R123. Cheating on Poetry: On Writing Nonfiction Too

C123, Oregon Convention Center, Level 1
Thursday, March 28, 2019
9:00 am to 10:15 am

 

In an interview about micro-memoirs, Beth Ann Fennelly revealed she had found herself “cheating on poetry” by having “a love affair with the sentence.” Here, writers who studied poetry discuss what it means to work in this second genre, with attention to opportunities, challenges, conflicts, and intersections. Discussion includes focus on craft and form, line and/versus sentence, literary influences, MFA program limitations, and affinity across genres that can lead poets to creative nonfiction.


Participants

Moderator:

Anna Leahy's publications include the nonfiction books Tumor, Conversing with Cancer, and Generation Space; the poetry books Aperture and Constituents of Matter; and the pedagogy book What We Talk about When We Talk about Creative Writing. She teaches at Chapman University and edits TAB.

Beth Ann Fennelly, poet laureate of Mississippi, teaches at the University of Mississippi. Winner of a Pushcart, an NEA, a Fulbright, and a USA Artist Grant, she's published six books.
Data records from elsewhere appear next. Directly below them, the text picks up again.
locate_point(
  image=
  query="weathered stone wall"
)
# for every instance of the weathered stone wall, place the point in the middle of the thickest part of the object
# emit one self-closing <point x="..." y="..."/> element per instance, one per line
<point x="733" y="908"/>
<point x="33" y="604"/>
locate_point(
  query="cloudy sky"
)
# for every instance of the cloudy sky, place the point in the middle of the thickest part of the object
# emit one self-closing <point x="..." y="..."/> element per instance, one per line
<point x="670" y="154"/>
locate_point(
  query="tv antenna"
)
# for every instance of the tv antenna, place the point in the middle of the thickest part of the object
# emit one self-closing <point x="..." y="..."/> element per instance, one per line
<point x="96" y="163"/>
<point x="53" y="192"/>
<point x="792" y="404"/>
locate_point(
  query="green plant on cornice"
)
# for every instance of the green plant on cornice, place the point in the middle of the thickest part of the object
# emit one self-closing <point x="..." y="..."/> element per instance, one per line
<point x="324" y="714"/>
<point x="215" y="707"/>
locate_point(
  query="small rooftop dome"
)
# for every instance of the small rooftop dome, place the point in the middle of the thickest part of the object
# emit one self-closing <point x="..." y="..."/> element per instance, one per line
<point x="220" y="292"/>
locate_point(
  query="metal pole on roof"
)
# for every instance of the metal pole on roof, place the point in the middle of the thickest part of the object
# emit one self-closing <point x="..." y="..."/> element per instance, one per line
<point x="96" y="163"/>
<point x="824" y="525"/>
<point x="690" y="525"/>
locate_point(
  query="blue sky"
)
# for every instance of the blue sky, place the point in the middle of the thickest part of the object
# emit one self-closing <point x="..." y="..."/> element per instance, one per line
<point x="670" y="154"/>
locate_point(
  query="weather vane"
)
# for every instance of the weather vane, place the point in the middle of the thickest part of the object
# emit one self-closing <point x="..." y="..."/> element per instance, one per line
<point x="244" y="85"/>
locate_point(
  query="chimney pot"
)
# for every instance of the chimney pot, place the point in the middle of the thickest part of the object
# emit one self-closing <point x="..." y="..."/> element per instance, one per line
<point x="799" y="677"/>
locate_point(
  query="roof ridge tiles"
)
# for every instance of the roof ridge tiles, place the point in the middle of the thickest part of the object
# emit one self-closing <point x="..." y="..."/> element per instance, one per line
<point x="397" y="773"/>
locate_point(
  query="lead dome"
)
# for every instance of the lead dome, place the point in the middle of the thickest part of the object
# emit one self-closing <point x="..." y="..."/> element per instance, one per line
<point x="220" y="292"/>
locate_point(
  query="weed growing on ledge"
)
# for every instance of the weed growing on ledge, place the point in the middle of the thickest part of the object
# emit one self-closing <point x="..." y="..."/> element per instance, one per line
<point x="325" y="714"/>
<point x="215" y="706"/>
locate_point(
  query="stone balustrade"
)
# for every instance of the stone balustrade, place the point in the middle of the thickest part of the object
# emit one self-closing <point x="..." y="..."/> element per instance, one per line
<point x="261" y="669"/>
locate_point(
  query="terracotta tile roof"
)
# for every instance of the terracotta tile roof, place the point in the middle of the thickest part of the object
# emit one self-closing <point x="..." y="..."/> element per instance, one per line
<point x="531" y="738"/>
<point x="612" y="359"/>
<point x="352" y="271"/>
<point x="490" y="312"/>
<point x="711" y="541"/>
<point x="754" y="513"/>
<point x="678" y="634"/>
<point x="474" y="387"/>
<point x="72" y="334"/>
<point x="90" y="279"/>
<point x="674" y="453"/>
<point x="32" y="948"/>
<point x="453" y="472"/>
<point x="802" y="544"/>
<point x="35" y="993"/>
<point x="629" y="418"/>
Her newest, Heating and Cooling: 52 Micro-Memoirs, was an AJC Best Book of 2017 and an Goodreaders' favorite.

Paisley Rekdal is the author, most recently, of The Broken Country and Imaginary Vessels. Her forthcoming book of poetry is Nightingale. A Guggenheim fellow and Utah's poet laureate, she teaches at the University of Utah, where she edits the web archive project Mapping Salt Lake City.

Lisa Ko is the Managing Director of Anastamos. She holds an MA in English at Chapman University and is a graduate assistant for Chapman and a mentor coordinator for The Chapman University/Orange High Literacies Partnership. She holds a BA English and BA French from UC Irvine and is pursuing an MFA.

Cori A. Winrock’s manuscript, Little Envelope of Earth Conditions, is forthcoming from Alice James Books. Her work has appeared in Boston Review, Best New Poets, West Branch, Crazyhorse, and elsewhere. Winrock is a PhD candidate at the University of Utah where she is poetry editor of Quarterly West.